LEXIQUE FISCAL : Les types de contrôle

Contrôle fiscal : action de l’Administration fiscale qui consiste à vérifier a posteriori les déclarations des contribuables. Le contrôle fiscal est la nécessaire contrepartie d’un système déclaratif. Il permet de sanctionner les fraudes ou de corriger les erreurs des contribuables. Il a également un effet dissuasif. En pratique, il consiste pour l’Administration fiscale à examiner la cohérence des déclarations, à les comparer à la comptabilité et aux pièces justificatives ainsi qu’à la réalité économique, financière et physique.
Pour exercer sa mission de contrôle, l’Administration fiscale dispose du droit de communication, des demandes de renseignements, d’éclaircissement ou de justification et du pouvoir de vérification. L’action administrative est encadrée par la loi qui prévoit au profit du contribuable des garanties à chaque stade de procédure.

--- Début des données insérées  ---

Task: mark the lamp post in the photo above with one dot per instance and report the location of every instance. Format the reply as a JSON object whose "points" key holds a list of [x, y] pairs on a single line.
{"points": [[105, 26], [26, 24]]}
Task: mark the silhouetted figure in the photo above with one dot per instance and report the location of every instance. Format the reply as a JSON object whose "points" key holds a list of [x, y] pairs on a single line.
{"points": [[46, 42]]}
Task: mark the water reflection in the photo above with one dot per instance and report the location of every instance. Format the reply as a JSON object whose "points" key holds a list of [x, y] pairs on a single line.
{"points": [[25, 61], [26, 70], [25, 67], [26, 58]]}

Contrôle formel : contrôle consistant en un examen rapide d’une déclaration afin de s’assurer qu’elle contient les informations obligatoires et que celles-ci ne sont pas entachées d’erreurs de forme (de calcul…). En principe, c’est le système d’information qui doit effectuer en grande partie ce type de contrôle.

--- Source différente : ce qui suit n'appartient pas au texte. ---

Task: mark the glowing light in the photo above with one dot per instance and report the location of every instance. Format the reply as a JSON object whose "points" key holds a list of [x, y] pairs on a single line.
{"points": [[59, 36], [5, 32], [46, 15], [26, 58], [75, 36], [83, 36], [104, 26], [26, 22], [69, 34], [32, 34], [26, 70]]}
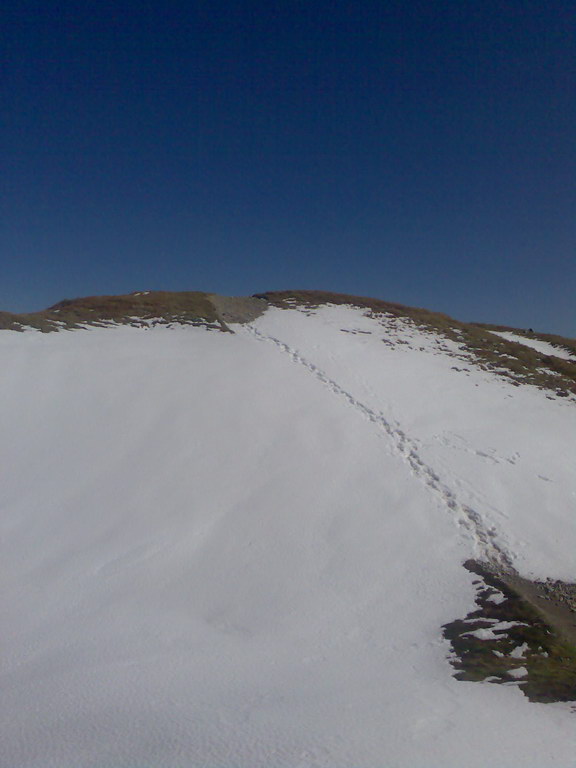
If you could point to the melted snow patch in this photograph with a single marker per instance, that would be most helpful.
(540, 346)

Contrôle sur pièces : examen de cohérence entre les différentes déclarations d’un même contribuable d’une part, éventuellement prolongé par des demandes de renseignements adressées au contribuable ou par l’exercice du droit de constatation sur place. Il est effectué par l’agent des impôts principalement dans son bureau, sans déplacement sur place. Les omissions ou inexactitudes décelées peuvent donner lieu à l’invitation du contribuable à souscrire une déclaration rectificative ou à des notifications de redressement.

Contrôle sur place : mise en œuvre des pouvoirs de vérification qui permettent au vérificateur de se rendre dans l’entreprise vérifiée pour y confronter les déclarations à la comptabilité, aux pièces justificatives, à la réalité du fonctionnement de l’entreprise.

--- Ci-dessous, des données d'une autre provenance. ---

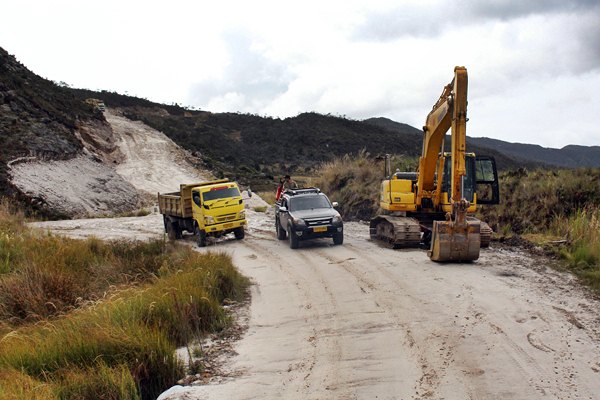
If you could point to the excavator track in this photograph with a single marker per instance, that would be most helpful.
(485, 232)
(397, 232)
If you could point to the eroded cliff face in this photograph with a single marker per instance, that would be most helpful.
(57, 153)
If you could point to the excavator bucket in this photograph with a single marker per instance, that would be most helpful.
(452, 241)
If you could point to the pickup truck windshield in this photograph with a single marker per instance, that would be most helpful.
(220, 193)
(308, 203)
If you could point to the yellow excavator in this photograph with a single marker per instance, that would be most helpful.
(434, 205)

Contrôle ponctuel : contrôle limité à l’examen d’une partie de la situation fiscale d’une entreprise au regard d’un impôt donné. Par exemple : contrôle de la réalité des crédits de TVA, pour une période déterminée.

 

Catégorisation fiscale : dispositions légales et réglementaires

– Article 164bis du Code Général des Impôts. Traitement préférentiel.
– Décret n° 2-12-132 du 17 août 2012. Conditions d’octroi du statut de contribuable fiscalement catégorisé.
– Arrêté du Ministre de l’Economie et des Finances n° 1053-12 du 22 août 2012. Composition et fonctionnement de la commission chargée de l’examen des demandes de statut de contribuable fiscalement catégorisé.
– Arrêté du Ministre de l’Economie et des Finances n° 1054-12 du 22 août 2012. Procédures d’octroi du statut de contribuable fiscalement catégorisé.